TEXTE : LESLIE GOGOIS | PHOTO : PHILIPPE VAURÈS SANTAMARIA
Rue Lamennais, l’élégance discrète d’une maison parisienne. À l’intérieur, les murs boisés d’un lieu qui, depuis 75 ans, incarne l’excellence gastronomique française. Le Taillevent. Une institution vivante, enracinée, où l’art de recevoir continue de se transmettre, génération après génération, avec ce supplément d’âme qui distingue les grandes tables des simples adresses. Giuliano Sperandio en est le chef. Et c’est bien plus qu’un rôle. Sa nomination, à 38 ans, par les frères Gardinier — propriétaires des lieux — a fait figure de passage de témoin. À un homme qui n’a rien cherché à imposer, mais a tout révélé. Italien de naissance, Parisien d’adoption, Giuliano Sperandio a grandi entre mer et montagne, au milieu des oliviers, dans la ville d’Imperia. Ses expériences l’ont emmené de New York à la Toscane, de la Suisse à la Grèce avant d’atterrir à Paris auprès de Pierre Gagnaire, puis de Christophe Pelé. Tissé de doutes, de travail acharné et d’une quête constante de liberté, son parcours se lit en filigrane dans ses assiettes. Lors de son arrivée en 2021 à la tête de ce restaurant emblématique, il n’a pas seulement pris la suite d’une lignée prestigieuse, notamment marquée par Philippe Legendre et Alain Solivérès. Il l’a habitée. Seul, sans brigade, juste avant les travaux de rénovation, il s’est d’abord assis sur une banquette de la salle historique, attentif à ce que les murs pouvaient lui raconter afin de s’immerger dans les vibrations du lieu.

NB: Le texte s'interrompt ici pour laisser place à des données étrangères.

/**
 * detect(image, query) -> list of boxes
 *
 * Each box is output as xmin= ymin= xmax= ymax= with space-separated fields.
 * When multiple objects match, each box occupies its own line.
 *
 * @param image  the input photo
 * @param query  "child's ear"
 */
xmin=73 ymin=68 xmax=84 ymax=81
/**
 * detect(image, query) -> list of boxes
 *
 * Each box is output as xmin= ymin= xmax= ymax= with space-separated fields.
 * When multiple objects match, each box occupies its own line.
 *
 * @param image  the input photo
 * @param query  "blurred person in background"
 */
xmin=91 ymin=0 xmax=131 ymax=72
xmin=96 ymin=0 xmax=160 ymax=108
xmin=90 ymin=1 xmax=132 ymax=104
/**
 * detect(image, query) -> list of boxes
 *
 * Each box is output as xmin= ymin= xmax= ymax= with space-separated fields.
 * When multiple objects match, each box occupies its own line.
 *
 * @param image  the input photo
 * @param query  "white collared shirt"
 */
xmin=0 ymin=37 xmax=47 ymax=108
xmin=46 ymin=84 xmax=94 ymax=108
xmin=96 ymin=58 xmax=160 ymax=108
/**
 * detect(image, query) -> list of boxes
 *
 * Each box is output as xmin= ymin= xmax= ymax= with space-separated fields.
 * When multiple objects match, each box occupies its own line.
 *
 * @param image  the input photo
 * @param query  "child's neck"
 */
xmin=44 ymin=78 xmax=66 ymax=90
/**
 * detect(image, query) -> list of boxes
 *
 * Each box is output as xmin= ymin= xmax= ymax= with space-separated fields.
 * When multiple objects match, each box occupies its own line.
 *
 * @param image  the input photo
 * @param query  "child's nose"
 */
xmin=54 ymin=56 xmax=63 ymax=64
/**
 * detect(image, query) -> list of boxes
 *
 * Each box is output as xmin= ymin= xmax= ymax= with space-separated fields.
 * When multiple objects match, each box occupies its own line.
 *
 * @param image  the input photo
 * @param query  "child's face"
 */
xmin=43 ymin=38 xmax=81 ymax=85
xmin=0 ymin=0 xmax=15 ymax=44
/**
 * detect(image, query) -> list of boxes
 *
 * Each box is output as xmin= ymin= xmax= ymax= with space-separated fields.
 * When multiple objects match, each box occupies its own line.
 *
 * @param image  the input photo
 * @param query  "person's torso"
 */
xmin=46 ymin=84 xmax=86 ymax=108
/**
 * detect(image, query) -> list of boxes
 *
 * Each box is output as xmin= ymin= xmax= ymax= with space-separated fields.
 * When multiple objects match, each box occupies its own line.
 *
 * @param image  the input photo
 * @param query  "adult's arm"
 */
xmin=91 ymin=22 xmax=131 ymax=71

© Philippe Vaurès Santamaria
© yam Magazine
Puis il s’est posé une question simple et fondatrice : qu’est-ce que la cuisine française ?
Sa réponse, venue de son regard de cuisinier italien, s’est structurée autour de cinq piliers : simplicité, richesse, opulence, bons produits, bonnes techniques. Un socle solide, sur lequel il s’appuie depuis bientôt cinq ans.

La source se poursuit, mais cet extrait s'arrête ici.